Motlanthe also noted that the rainy season had started in Zimbabwe, adding to the challenges of helping Zimbabweans to feed themselves. This referred to SA's offer of R300-million to help Zimbabweans to get food crops planted this season - provided they first established an inclusive government.
Former president Thabo Mbeki briefed the leaders on his efforts, as SADC mediator, to secure a Zimbabwe deal. While his successor Motlanthe addressed the summit, Mbeki sat in the audience between Tsvangirai and Mutambara.
Motlanthe noted that the summit would address the outbreak of serious fighting in the eastern DRC.

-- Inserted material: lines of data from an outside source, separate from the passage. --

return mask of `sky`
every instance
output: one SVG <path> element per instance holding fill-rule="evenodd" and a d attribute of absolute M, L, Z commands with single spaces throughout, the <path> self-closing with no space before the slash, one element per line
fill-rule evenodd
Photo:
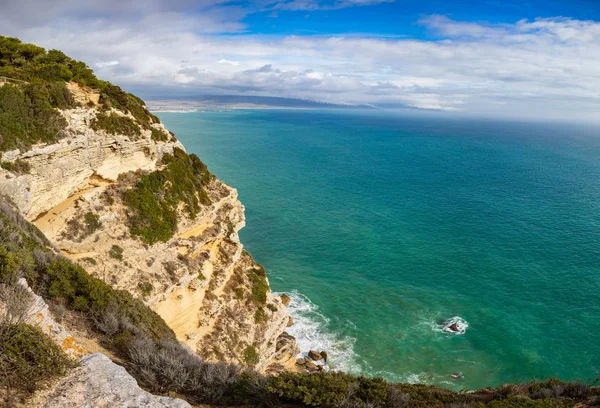
<path fill-rule="evenodd" d="M 0 34 L 145 99 L 600 122 L 600 0 L 0 0 Z"/>

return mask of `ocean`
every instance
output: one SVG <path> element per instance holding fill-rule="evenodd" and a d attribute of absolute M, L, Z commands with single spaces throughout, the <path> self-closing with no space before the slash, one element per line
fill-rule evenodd
<path fill-rule="evenodd" d="M 456 390 L 600 375 L 600 129 L 158 116 L 238 189 L 245 248 L 291 294 L 290 333 L 331 369 Z"/>

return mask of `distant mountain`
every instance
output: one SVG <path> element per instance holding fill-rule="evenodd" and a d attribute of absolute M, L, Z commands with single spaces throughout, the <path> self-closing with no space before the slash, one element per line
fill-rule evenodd
<path fill-rule="evenodd" d="M 148 102 L 150 110 L 193 108 L 269 107 L 297 109 L 376 109 L 371 105 L 334 104 L 307 99 L 251 95 L 190 95 L 154 97 Z"/>

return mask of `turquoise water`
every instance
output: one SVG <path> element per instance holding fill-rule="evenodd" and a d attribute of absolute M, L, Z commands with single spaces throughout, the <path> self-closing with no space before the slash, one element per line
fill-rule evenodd
<path fill-rule="evenodd" d="M 455 389 L 600 374 L 600 131 L 383 113 L 161 113 L 331 366 Z M 460 317 L 463 335 L 438 323 Z M 462 379 L 451 374 L 462 373 Z"/>

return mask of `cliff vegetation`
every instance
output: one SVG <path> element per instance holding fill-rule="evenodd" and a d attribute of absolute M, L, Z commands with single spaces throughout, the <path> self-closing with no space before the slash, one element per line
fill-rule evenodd
<path fill-rule="evenodd" d="M 107 81 L 96 78 L 83 62 L 57 50 L 46 51 L 11 37 L 0 36 L 0 152 L 27 150 L 38 142 L 61 137 L 66 121 L 55 108 L 76 106 L 67 82 L 100 93 L 102 110 L 115 108 L 131 114 L 145 129 L 159 123 L 144 102 Z M 99 113 L 95 126 L 107 132 L 139 134 L 137 124 L 122 117 Z"/>

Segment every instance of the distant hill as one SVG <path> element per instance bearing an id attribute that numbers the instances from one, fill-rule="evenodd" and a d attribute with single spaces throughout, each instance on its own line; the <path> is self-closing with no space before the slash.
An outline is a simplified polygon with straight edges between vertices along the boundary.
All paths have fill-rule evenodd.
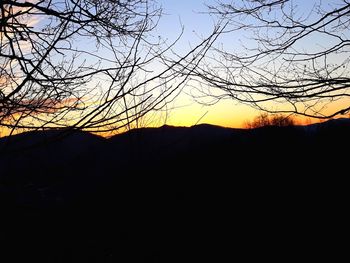
<path id="1" fill-rule="evenodd" d="M 337 119 L 1 138 L 2 217 L 20 223 L 0 241 L 14 262 L 217 262 L 232 258 L 228 236 L 245 255 L 268 253 L 264 237 L 276 236 L 270 246 L 288 254 L 281 231 L 293 236 L 346 200 L 331 178 L 345 175 L 349 132 L 350 120 Z"/>
<path id="2" fill-rule="evenodd" d="M 81 131 L 28 132 L 0 139 L 0 179 L 111 177 L 116 172 L 138 175 L 148 170 L 159 174 L 180 167 L 196 174 L 202 170 L 214 173 L 229 164 L 264 167 L 264 163 L 279 166 L 294 159 L 318 162 L 329 152 L 328 158 L 341 160 L 337 147 L 348 145 L 349 131 L 349 119 L 335 119 L 252 130 L 207 124 L 163 126 L 131 130 L 109 139 Z"/>
<path id="3" fill-rule="evenodd" d="M 87 151 L 89 147 L 97 145 L 110 145 L 110 147 L 126 147 L 128 150 L 129 144 L 136 144 L 137 147 L 146 147 L 148 150 L 158 150 L 159 147 L 179 147 L 186 143 L 192 144 L 207 144 L 223 140 L 238 140 L 239 137 L 254 137 L 268 133 L 295 132 L 298 135 L 303 135 L 303 132 L 309 131 L 315 133 L 327 132 L 339 128 L 347 131 L 350 126 L 350 119 L 332 119 L 323 123 L 316 123 L 306 126 L 293 127 L 262 127 L 252 130 L 224 128 L 209 124 L 200 124 L 192 127 L 174 127 L 162 126 L 160 128 L 140 128 L 129 132 L 115 135 L 109 139 L 90 134 L 83 131 L 35 131 L 26 132 L 11 137 L 0 138 L 0 154 L 16 154 L 21 152 L 41 151 L 43 148 L 52 150 L 52 153 L 75 154 Z M 137 149 L 140 150 L 140 149 Z"/>
<path id="4" fill-rule="evenodd" d="M 180 168 L 191 173 L 273 162 L 342 160 L 338 147 L 348 143 L 349 119 L 293 127 L 252 130 L 213 125 L 142 128 L 109 139 L 87 132 L 37 131 L 0 139 L 0 180 L 26 182 L 50 178 L 109 178 L 145 171 L 162 174 Z M 293 167 L 291 169 L 296 169 Z M 185 171 L 185 170 L 184 170 Z M 80 180 L 80 179 L 79 179 Z"/>

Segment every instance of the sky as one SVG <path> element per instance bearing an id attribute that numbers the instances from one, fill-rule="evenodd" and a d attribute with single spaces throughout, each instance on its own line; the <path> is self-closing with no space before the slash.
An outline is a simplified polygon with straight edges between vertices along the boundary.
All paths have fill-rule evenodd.
<path id="1" fill-rule="evenodd" d="M 327 8 L 328 3 L 334 1 L 339 2 L 340 0 L 330 0 L 327 3 L 322 3 L 325 3 L 324 7 Z M 230 3 L 231 1 L 227 0 L 226 2 Z M 309 12 L 308 10 L 313 8 L 314 2 L 294 1 L 294 3 L 298 4 L 298 12 L 301 12 L 301 16 L 306 15 Z M 153 34 L 162 36 L 163 39 L 167 39 L 170 43 L 181 34 L 181 28 L 183 26 L 183 35 L 174 47 L 175 51 L 179 54 L 186 54 L 201 39 L 209 36 L 214 28 L 215 20 L 205 13 L 207 10 L 205 4 L 215 5 L 217 3 L 216 0 L 157 0 L 157 3 L 161 5 L 163 14 Z M 245 44 L 247 45 L 254 45 L 254 42 L 238 34 L 235 32 L 220 36 L 215 45 L 224 44 L 225 48 L 230 51 L 239 51 L 242 48 L 239 42 L 241 39 L 245 39 Z M 302 42 L 300 48 L 313 49 L 315 43 L 321 46 L 327 44 L 324 39 L 314 38 Z M 76 44 L 80 45 L 81 43 L 77 42 Z M 92 46 L 94 45 L 94 43 L 90 44 Z M 260 113 L 251 106 L 231 99 L 221 100 L 214 105 L 206 106 L 203 103 L 198 103 L 193 96 L 189 95 L 193 94 L 195 89 L 195 86 L 186 86 L 176 100 L 167 105 L 166 118 L 159 118 L 159 116 L 153 115 L 156 121 L 152 122 L 151 120 L 149 122 L 151 123 L 150 126 L 160 126 L 163 124 L 192 126 L 209 123 L 225 127 L 241 128 L 245 126 L 247 121 L 251 121 Z M 349 103 L 349 101 L 346 103 Z M 308 120 L 307 122 L 310 121 Z"/>
<path id="2" fill-rule="evenodd" d="M 200 37 L 208 36 L 215 21 L 206 11 L 205 3 L 215 1 L 202 0 L 159 0 L 163 8 L 163 16 L 159 21 L 158 32 L 169 40 L 174 40 L 184 33 L 176 49 L 188 51 L 193 43 L 198 43 Z M 185 88 L 186 94 L 191 94 L 191 87 Z M 166 123 L 175 126 L 192 126 L 200 123 L 208 123 L 225 127 L 243 127 L 246 121 L 258 114 L 252 107 L 237 103 L 232 100 L 222 100 L 211 106 L 198 103 L 192 96 L 182 94 L 172 105 L 168 112 Z"/>
<path id="3" fill-rule="evenodd" d="M 322 2 L 323 8 L 329 8 L 330 4 L 335 0 Z M 181 25 L 184 26 L 184 35 L 177 45 L 177 50 L 188 50 L 190 45 L 200 39 L 200 37 L 208 36 L 213 29 L 214 20 L 208 14 L 205 14 L 205 4 L 215 4 L 215 0 L 159 0 L 158 1 L 164 10 L 159 23 L 160 35 L 166 36 L 169 39 L 174 39 L 180 32 Z M 226 1 L 231 2 L 231 1 Z M 317 1 L 316 1 L 317 2 Z M 337 1 L 335 1 L 337 2 Z M 294 1 L 297 4 L 298 15 L 307 16 L 310 10 L 314 8 L 315 1 Z M 339 1 L 338 1 L 339 3 Z M 313 16 L 309 16 L 313 18 Z M 218 43 L 224 43 L 228 50 L 239 50 L 238 39 L 245 39 L 244 36 L 237 33 L 230 34 L 224 38 L 219 38 Z M 249 39 L 245 39 L 245 44 Z M 327 41 L 329 39 L 326 39 Z M 314 50 L 315 47 L 323 48 L 327 43 L 325 39 L 319 36 L 302 41 L 299 48 L 303 50 Z M 185 89 L 187 93 L 191 93 L 191 87 Z M 334 110 L 334 105 L 346 105 L 349 101 L 341 101 L 339 104 L 333 104 L 332 107 L 326 108 L 326 111 Z M 347 104 L 348 105 L 348 104 Z M 210 107 L 197 103 L 191 96 L 180 96 L 174 105 L 174 110 L 170 111 L 167 119 L 167 124 L 191 126 L 198 123 L 210 123 L 226 127 L 241 128 L 245 126 L 247 121 L 252 120 L 260 112 L 248 105 L 228 100 L 221 100 L 219 103 Z M 298 118 L 297 118 L 298 119 Z M 299 121 L 310 123 L 310 120 L 299 118 Z M 317 119 L 311 122 L 317 122 Z"/>
<path id="4" fill-rule="evenodd" d="M 215 21 L 205 14 L 205 4 L 215 1 L 202 0 L 159 0 L 163 8 L 163 16 L 157 28 L 160 35 L 174 40 L 184 33 L 176 45 L 177 51 L 186 52 L 193 43 L 200 41 L 200 37 L 208 36 Z M 185 88 L 186 94 L 191 94 L 191 87 Z M 182 94 L 178 97 L 168 112 L 166 124 L 174 126 L 192 126 L 195 124 L 208 123 L 224 127 L 244 127 L 246 121 L 252 120 L 258 111 L 251 106 L 237 103 L 230 99 L 221 100 L 219 103 L 206 106 L 198 103 L 192 96 Z"/>

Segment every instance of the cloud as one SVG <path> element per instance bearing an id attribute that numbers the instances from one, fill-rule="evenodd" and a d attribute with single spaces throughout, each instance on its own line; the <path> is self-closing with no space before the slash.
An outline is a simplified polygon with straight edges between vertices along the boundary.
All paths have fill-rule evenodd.
<path id="1" fill-rule="evenodd" d="M 25 2 L 25 1 L 18 1 Z M 38 1 L 30 1 L 36 3 Z M 31 42 L 26 38 L 28 37 L 25 32 L 28 32 L 28 28 L 33 28 L 43 19 L 38 14 L 29 13 L 30 8 L 13 6 L 11 4 L 3 5 L 5 18 L 3 21 L 7 21 L 0 32 L 0 39 L 2 47 L 6 46 L 10 41 L 15 42 L 15 48 L 20 49 L 22 52 L 29 51 L 32 47 Z M 5 34 L 6 32 L 6 34 Z M 31 33 L 28 33 L 31 34 Z M 35 39 L 35 34 L 31 34 L 31 38 Z"/>
<path id="2" fill-rule="evenodd" d="M 1 105 L 0 111 L 1 121 L 11 121 L 16 119 L 16 116 L 38 116 L 38 115 L 52 115 L 68 108 L 77 108 L 82 104 L 79 98 L 66 98 L 62 100 L 47 99 L 32 99 L 21 100 L 17 104 L 12 103 L 10 106 L 4 103 Z"/>

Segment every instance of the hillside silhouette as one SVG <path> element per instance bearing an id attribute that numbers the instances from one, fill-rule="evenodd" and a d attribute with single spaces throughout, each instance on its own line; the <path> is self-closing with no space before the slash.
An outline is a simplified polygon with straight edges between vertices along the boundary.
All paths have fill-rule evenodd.
<path id="1" fill-rule="evenodd" d="M 279 240 L 300 233 L 299 216 L 336 210 L 330 194 L 343 199 L 329 177 L 343 174 L 348 156 L 339 149 L 349 149 L 349 132 L 350 120 L 337 119 L 2 138 L 2 248 L 13 262 L 220 261 L 232 256 L 227 238 L 237 253 L 269 255 L 257 245 L 268 235 L 274 250 L 289 253 Z"/>

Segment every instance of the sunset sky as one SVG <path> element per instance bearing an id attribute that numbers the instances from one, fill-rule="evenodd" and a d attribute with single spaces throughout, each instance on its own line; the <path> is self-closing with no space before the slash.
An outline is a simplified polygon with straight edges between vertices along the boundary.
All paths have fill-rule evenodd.
<path id="1" fill-rule="evenodd" d="M 200 37 L 208 36 L 214 28 L 215 21 L 206 12 L 205 4 L 215 1 L 161 0 L 164 15 L 159 22 L 159 33 L 166 38 L 175 39 L 184 27 L 184 34 L 177 50 L 189 50 L 198 43 Z M 185 92 L 190 94 L 191 87 Z M 197 103 L 191 96 L 183 94 L 169 111 L 167 124 L 191 126 L 198 123 L 209 123 L 227 127 L 242 127 L 258 112 L 250 106 L 232 100 L 224 100 L 211 106 Z"/>
<path id="2" fill-rule="evenodd" d="M 231 3 L 231 1 L 226 2 Z M 240 2 L 241 1 L 237 1 L 236 3 Z M 315 10 L 314 5 L 316 2 L 317 1 L 303 0 L 293 1 L 293 4 L 295 4 L 296 7 L 295 13 L 300 17 L 307 17 L 305 21 L 314 21 L 315 19 L 317 20 L 317 12 L 311 12 L 312 10 Z M 198 45 L 198 43 L 200 43 L 201 40 L 207 38 L 213 32 L 215 25 L 217 25 L 217 17 L 208 14 L 208 9 L 206 6 L 216 5 L 218 3 L 218 1 L 216 0 L 157 0 L 156 3 L 161 6 L 163 12 L 162 16 L 160 17 L 158 26 L 155 28 L 154 31 L 151 32 L 151 34 L 153 37 L 161 37 L 161 39 L 166 40 L 168 44 L 175 41 L 179 37 L 179 35 L 182 34 L 181 38 L 179 38 L 176 45 L 173 47 L 174 53 L 179 56 L 187 54 L 193 49 L 193 47 Z M 336 4 L 341 3 L 341 1 L 331 0 L 328 2 L 319 3 L 322 3 L 322 8 L 329 11 L 332 10 L 334 6 L 337 6 Z M 38 28 L 40 29 L 40 26 L 44 27 L 46 22 L 47 21 L 40 21 L 40 16 L 37 16 L 35 17 L 35 19 L 31 18 L 31 20 L 27 21 L 27 24 L 33 27 L 38 26 Z M 252 32 L 253 31 L 251 30 L 242 30 L 222 34 L 214 43 L 214 47 L 218 47 L 219 49 L 222 48 L 222 50 L 228 52 L 238 53 L 244 51 L 242 44 L 247 45 L 248 47 L 252 46 L 256 48 L 257 44 L 253 40 L 251 40 L 251 38 L 254 37 Z M 347 34 L 347 32 L 345 34 Z M 349 36 L 345 35 L 345 38 L 348 39 Z M 295 44 L 295 47 L 297 51 L 320 51 L 324 50 L 329 45 L 334 45 L 334 43 L 328 43 L 328 40 L 328 38 L 320 36 L 320 34 L 315 34 L 306 37 L 306 39 L 298 41 L 298 43 Z M 95 41 L 96 39 L 94 38 L 91 38 L 90 42 L 88 42 L 86 41 L 86 39 L 81 39 L 80 37 L 78 37 L 74 39 L 74 45 L 79 48 L 83 46 L 83 48 L 85 48 L 86 50 L 91 51 L 91 53 L 95 52 L 98 55 L 100 55 L 100 53 L 98 52 L 101 52 L 101 56 L 105 56 L 108 58 L 108 50 L 106 51 L 105 49 L 101 51 L 98 48 L 96 48 Z M 117 45 L 118 44 L 116 44 L 116 46 Z M 123 53 L 123 50 L 118 50 L 118 52 Z M 208 57 L 210 57 L 211 53 L 208 53 Z M 348 60 L 347 57 L 342 58 L 339 56 L 339 54 L 331 55 L 332 56 L 327 57 L 327 59 L 329 59 L 330 63 L 333 64 L 344 63 L 344 61 L 340 61 L 341 59 Z M 82 58 L 82 60 L 84 59 L 88 61 L 89 57 Z M 96 57 L 91 56 L 91 59 L 92 61 L 88 62 L 94 64 L 96 62 L 94 61 L 94 59 L 96 60 Z M 107 63 L 107 66 L 105 67 L 110 69 L 110 65 L 108 64 L 108 62 L 105 63 Z M 349 65 L 349 62 L 345 62 L 344 65 Z M 152 64 L 152 66 L 154 68 L 157 68 L 158 65 Z M 344 71 L 347 72 L 347 70 L 348 69 L 345 69 Z M 157 69 L 155 69 L 154 71 L 156 72 Z M 290 76 L 289 73 L 288 76 Z M 96 82 L 100 82 L 100 80 L 93 79 L 91 83 L 89 83 L 87 86 L 92 90 L 92 95 L 90 96 L 90 99 L 92 99 L 89 102 L 86 102 L 86 105 L 92 105 L 92 107 L 100 103 L 102 98 L 93 95 L 94 89 L 98 89 Z M 170 83 L 169 85 L 171 84 L 172 83 Z M 108 83 L 99 85 L 104 85 L 108 87 Z M 151 85 L 157 84 L 151 83 Z M 193 81 L 188 82 L 187 85 L 185 85 L 181 89 L 181 92 L 178 92 L 179 95 L 176 97 L 176 99 L 174 101 L 171 101 L 168 105 L 166 105 L 167 107 L 164 108 L 164 110 L 158 111 L 156 113 L 151 113 L 145 117 L 144 123 L 146 124 L 146 126 L 161 126 L 164 124 L 175 126 L 192 126 L 201 123 L 209 123 L 225 127 L 241 128 L 245 126 L 245 123 L 247 121 L 251 121 L 255 116 L 260 114 L 258 110 L 253 109 L 251 106 L 242 104 L 230 98 L 222 99 L 215 104 L 209 103 L 211 101 L 208 101 L 208 98 L 198 97 L 201 96 L 201 94 L 199 94 L 197 91 L 197 89 L 200 89 L 198 85 L 198 83 Z M 217 91 L 213 90 L 214 94 L 216 94 L 215 92 Z M 349 94 L 345 95 L 348 95 L 348 97 L 350 97 Z M 271 103 L 271 108 L 274 108 L 277 105 L 275 101 L 269 103 Z M 344 108 L 349 104 L 350 99 L 342 99 L 338 101 L 335 100 L 333 101 L 331 106 L 324 107 L 323 111 L 324 113 L 336 111 L 339 110 L 339 108 Z M 318 107 L 318 105 L 316 105 L 316 107 Z M 122 108 L 117 108 L 116 111 L 118 110 L 123 111 Z M 300 124 L 317 121 L 319 120 L 306 120 L 304 118 L 298 119 L 298 122 Z M 2 135 L 4 134 L 6 134 L 6 131 L 2 130 Z"/>
<path id="3" fill-rule="evenodd" d="M 159 34 L 173 40 L 181 32 L 181 25 L 184 26 L 184 34 L 178 45 L 177 50 L 189 50 L 191 45 L 198 43 L 200 37 L 208 36 L 215 24 L 215 18 L 206 14 L 205 4 L 215 4 L 217 1 L 179 1 L 179 0 L 160 0 L 158 1 L 163 9 L 164 15 L 159 22 Z M 231 1 L 227 1 L 231 2 Z M 333 2 L 333 1 L 330 1 Z M 298 11 L 303 15 L 308 14 L 314 7 L 314 1 L 294 1 L 297 4 Z M 327 6 L 327 5 L 326 5 Z M 312 17 L 311 17 L 312 18 Z M 238 39 L 249 39 L 246 36 L 234 34 L 225 35 L 217 41 L 217 45 L 223 44 L 228 50 L 241 49 Z M 314 49 L 315 46 L 323 46 L 324 39 L 308 39 L 300 43 L 303 48 Z M 191 93 L 192 88 L 187 87 L 185 92 Z M 348 105 L 349 100 L 339 101 L 338 105 Z M 325 112 L 334 110 L 334 105 L 326 107 Z M 337 105 L 337 106 L 338 106 Z M 197 123 L 210 123 L 227 127 L 244 127 L 246 121 L 252 120 L 259 111 L 248 105 L 243 105 L 230 99 L 222 100 L 212 106 L 205 106 L 195 102 L 191 96 L 180 96 L 174 105 L 174 109 L 169 112 L 167 124 L 191 126 Z M 299 118 L 303 123 L 304 118 Z M 306 122 L 317 122 L 317 119 L 307 120 Z"/>

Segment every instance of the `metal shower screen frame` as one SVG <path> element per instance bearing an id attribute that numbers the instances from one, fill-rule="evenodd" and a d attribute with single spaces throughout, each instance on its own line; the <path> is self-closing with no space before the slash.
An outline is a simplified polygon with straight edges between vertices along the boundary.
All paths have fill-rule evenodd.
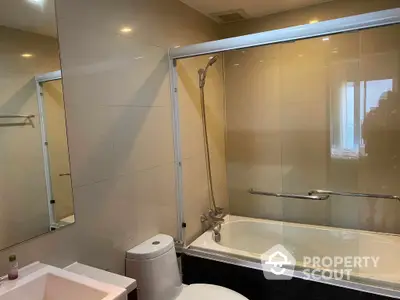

DRC President Joseph Kabila briefed the summit on the outcome of a summit of Great Lakes leaders in Nairobi on Friday, held to seek a solution to the renewed fighting between his government troops and those of renegade Tutsi general Laurent Nkunda.
Motlanthe echoed the findings of the Nairobi summit when he said SADC was calling "for an immediate ceasefire to allow humanitarian assistance to the displaced people."
He said SADC was also calling for the full implementation of the November 2007 Nairobi communiqué and the January Goma agreement as well as the Amani processes relating to the eastern DRC conflict calling for the disarming and demobilisation of all militias and rebel groups fighting in the area and persecuting civilians.
Despite the avowed importance of Sunday's summit, only six of SADC's 15 heads of state or government attended, the rest leaving it to their ministers. Apart from Motlanthe, Kabila and Mugabe, others present were Hifikepunye Pohambo of Namibia, Armando Guebuza of Mozambique and Lesotho Prime Minister Pakalitha Mosisili.
Sources said Mugabe was making a major issue of his government's accusation - at a SADC defence ministers' meeting last week - that Botswana was training MDC youth to destabilise Zimbabwe.
Botswana has strongly denied the accusation and demanded proof.
Tensions have been rising between the two governments since Botswana's new president Ian Khama - who was not at Sunday's summit because of a prior engagement in the US - began strongly criticising Mugabe, refusing to recognise him or his government since his re-election in a June 27 poll which even SADC rejected as flawed.
Outside the summit venue, two groups of protestors hurled insults, pamphlets and stones at each other. The larger group comprised MDC supporters plus opponents of Kabila and the Rwandan government's alleged military incursions into the eastern DRC in support of Nkunda's rebels. Across the road was a much smaller group comprising Mugabe and Kabila supporters.